Tuesday, 15 September 2009

In Praise of Philippe Starck's "Apprentice"

I liked Philippe Starck's "Design Apprentice" last night on BBC2 (actually called School Of Design, where budding designers compete to work for him).


Now I will admit I also like the actual Apprentice (with Sir Alan Sugar), it being the reality show you can follow in one hour bursts that are full of detail, and you get it over with in a few short weeks. I admire its manipulative editing and its crass light entertainment that manages to pass itself off as in some way informative and insightful, and I have no doubt School Of Design will amount to the same shallow froth.

However I will stand up and shout the praises of SOD (someone didn't think that acronym through) far more than I ever would the Apprentice for one simple reason, I value the end product.
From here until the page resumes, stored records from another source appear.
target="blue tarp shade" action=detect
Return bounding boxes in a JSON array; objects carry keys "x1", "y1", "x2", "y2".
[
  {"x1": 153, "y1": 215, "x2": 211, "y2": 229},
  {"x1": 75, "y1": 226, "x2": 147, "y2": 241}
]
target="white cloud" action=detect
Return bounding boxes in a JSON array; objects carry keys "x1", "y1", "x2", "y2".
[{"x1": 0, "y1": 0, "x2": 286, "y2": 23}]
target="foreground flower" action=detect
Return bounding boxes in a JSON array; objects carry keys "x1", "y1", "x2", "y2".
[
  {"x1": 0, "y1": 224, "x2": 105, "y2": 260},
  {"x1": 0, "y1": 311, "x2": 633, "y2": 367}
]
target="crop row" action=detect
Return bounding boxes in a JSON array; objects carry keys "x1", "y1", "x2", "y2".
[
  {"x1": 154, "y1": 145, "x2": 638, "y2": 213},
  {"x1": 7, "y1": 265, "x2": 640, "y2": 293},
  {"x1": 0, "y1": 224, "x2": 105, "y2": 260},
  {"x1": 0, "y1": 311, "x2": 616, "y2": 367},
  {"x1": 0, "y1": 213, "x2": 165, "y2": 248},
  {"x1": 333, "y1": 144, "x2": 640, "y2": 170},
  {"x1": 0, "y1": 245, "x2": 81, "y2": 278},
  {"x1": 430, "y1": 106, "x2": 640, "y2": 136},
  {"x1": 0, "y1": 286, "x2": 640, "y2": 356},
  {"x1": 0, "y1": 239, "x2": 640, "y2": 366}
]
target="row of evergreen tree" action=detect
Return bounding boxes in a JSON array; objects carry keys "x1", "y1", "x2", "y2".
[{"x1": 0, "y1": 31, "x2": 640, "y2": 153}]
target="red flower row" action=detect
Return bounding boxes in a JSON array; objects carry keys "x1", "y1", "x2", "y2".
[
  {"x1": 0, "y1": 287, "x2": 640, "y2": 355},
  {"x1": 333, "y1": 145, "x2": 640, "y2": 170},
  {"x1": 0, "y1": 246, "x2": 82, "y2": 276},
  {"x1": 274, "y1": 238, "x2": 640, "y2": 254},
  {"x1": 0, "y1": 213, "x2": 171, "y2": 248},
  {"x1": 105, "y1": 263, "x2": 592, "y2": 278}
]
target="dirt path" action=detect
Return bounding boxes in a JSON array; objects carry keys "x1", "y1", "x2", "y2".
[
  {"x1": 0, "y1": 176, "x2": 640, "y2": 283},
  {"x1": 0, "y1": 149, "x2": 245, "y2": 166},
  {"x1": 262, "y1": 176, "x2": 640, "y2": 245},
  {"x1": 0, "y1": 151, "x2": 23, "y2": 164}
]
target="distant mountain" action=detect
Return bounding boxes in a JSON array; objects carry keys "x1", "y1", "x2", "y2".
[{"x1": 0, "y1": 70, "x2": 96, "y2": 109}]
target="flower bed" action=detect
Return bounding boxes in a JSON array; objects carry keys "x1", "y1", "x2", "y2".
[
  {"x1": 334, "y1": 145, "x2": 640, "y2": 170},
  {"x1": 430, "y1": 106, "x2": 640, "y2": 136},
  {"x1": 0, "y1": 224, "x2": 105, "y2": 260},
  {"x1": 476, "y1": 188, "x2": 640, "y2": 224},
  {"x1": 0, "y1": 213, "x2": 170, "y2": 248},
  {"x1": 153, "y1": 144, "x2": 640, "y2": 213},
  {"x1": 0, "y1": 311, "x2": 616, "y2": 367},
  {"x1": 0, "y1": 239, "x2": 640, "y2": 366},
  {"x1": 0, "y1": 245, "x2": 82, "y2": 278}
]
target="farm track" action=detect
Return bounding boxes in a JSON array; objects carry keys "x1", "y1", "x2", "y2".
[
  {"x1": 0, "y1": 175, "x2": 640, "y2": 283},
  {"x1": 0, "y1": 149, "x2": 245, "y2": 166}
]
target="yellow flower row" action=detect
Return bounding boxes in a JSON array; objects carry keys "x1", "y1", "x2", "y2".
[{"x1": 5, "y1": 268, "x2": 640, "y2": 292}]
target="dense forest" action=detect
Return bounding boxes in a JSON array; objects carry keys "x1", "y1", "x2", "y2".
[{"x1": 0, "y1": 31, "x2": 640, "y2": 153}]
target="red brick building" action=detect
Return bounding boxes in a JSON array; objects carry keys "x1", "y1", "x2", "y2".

The Apprentices manque are striving for a job, a boring job, as a lowly drone in the Amstrad business empire whose only aim from there can be to work themselves up. To where? The top of the Amstrad business empire. Just how worth the effort is that? Which small child when asked what they want to be when they grow up says I want to be quite big in a company that makes, er, naff computer peripherals and owns some property. There really is only one thing on offer in the Apprentice and it is, a long way down the career line from the end of the show, lots of money.

Whereas School Of Design's raison d'etre is design. So at every step the contestants are thinking, doing, practising, and leading the viewer to think about design. And design is a good thing. Albeit there is good design and bad design, as this first episode concentrated on demonstrating, either way the very existence of design is something that advances cultural thought.

And more than that, design gives. Every design does something for everyone else, it is intended to be used or rejected by a consumer, whereas money, the raison d'etre of the Apprentice, doesn't. In competing to become part of Philippe Starck's team, each contestant wants to share their undeniable talent and ability with the world and, though they obviously hope to make their living doing so, their first concern is creating works of design that have never existed before and making the world a richer place through their efforts.

Whereas the Apprentices want to make money and they want to keep that money. They are greedy, self-serving, competitive people whose aim is to be richer than other people and who see anyone who doesn't compete with them as losers.

So, to sum up, the Apprentice is evil and a cancer in the heart of society, and School Of Design is good and beautiful. The end. Signed Kev.